Perfect Neighbors

ROBOTS: Almost every wife in Stepford, Connecticut
QUOTE: “I won’t be here when you get back! … There’ll be somebody with my name! And she’ll cook and clean like crazy, but she won’t be me! … She’ll be like one of those robots in Disneyland!”
—Joanna Eberhardt, a new arrival to Stepford, trying to explain her conspiracy theory to a psychiatrist.
Robot movies often terrify, none perhaps in the manner of The Stepford Wives, which explored a man’s ideal mate and a feminist’s worst nightmare. This film introduced a completely new robot concept to the big screen: a human reproduction equal parts Doris Day and Playboy Bunny. For female moviegoers still reeling from Betty Friedan’s book The Feminine Mystique, these household sexbots are the ultimate enemy, wholly consumed by vanity, cleanliness, cooking and pleasure. What’s worse, these robo-Barbies look so realistic their own children don’t even notice the difference.
Imagine the horror of liberated mother and wife Joanna Eberhardt, who reluctantly leaves Manhattan to settle down in suburban Stepford, Conn., with her husband and two kids. Joanna blames water contamination for the hyper-domestic behavior until she watches one of her neighbors malfunction — freakishly repeating the same household task over and over again (while eerily simulating the tedious repetition of domestic chores).
But the Stepford robots are not the real enemy, men are the true problem — the Stepford husbands to be exact. While the men belong to the Stepford Men’s Association, the women belong nowhere. In this film, if you’re a woman (human or otherwise), you’re doomed.
The Odd Couple

ROBOTS: C-3PO and R2-D2
QUOTE: “It wasn’t my fault, sir, please don’t deactivate me. I told R2-D2 not to go, but he’s faulty, malfunctioning. Kept babbling on about his mission.”
—C-3PO to Luke Skywalker after R2-D2 escapes to search for Obi-Wan Kenobi and deliver Princess Leia’s message.
While many robot tales aim to instill robo-phobia, the first installment of Star Wars treated audiences to a softer and completely humorous side of their mechanical personalities with the quaint and quirky relationship of the ‘droid’ characters R2-D2 and C-3PO. At first glance, they are an unusual pair — the robot equivalent of Bert and Ernie. With a spindly gold body and the gait of a toddler, Threepio plays the anxious prude complete with prissy, butler-esque speech, while Artoo, a squat, blue and silver barrel, is the robot’s robot, a courageous fixer who talks in a digital symphony of chirps and whistles.

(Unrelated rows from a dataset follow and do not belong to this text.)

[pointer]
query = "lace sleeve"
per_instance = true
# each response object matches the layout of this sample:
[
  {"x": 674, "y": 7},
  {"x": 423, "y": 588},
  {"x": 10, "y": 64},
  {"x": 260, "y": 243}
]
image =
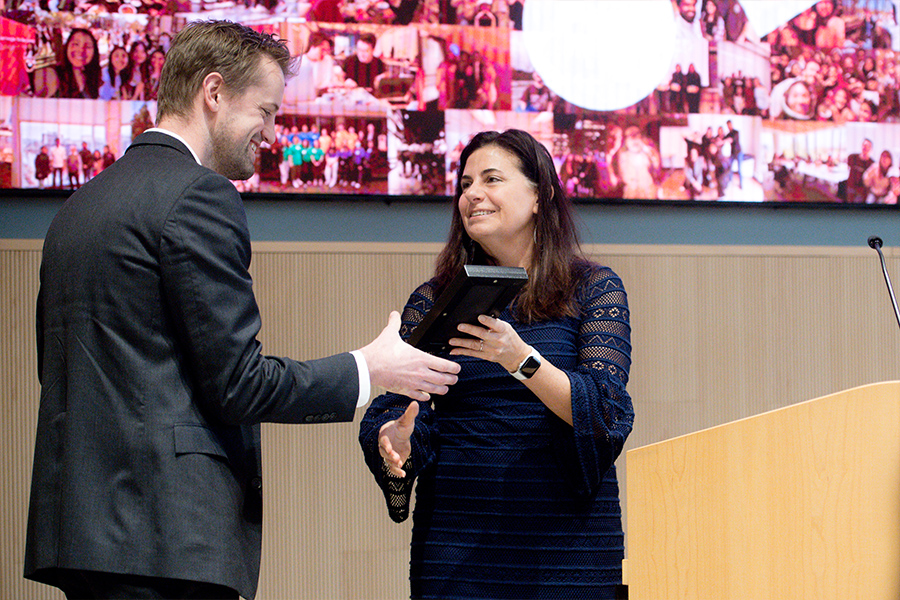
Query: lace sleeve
[
  {"x": 602, "y": 411},
  {"x": 398, "y": 491}
]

It’s chatterbox vs. music box, and this dynamic provides comfort and comic relief throughout the Star Wars films — their constant bickering reminiscent of our own delightfully dysfunctional relationships. When a badly damaged Artoo is rescued in the film, Threepio pleads with Han Solo: “You must repair him, sir! If any of my circuits or gears will help, I’ll gladly donate them.” Threepio is willing to give up his virtual kidneys for Artoo — now that’s love.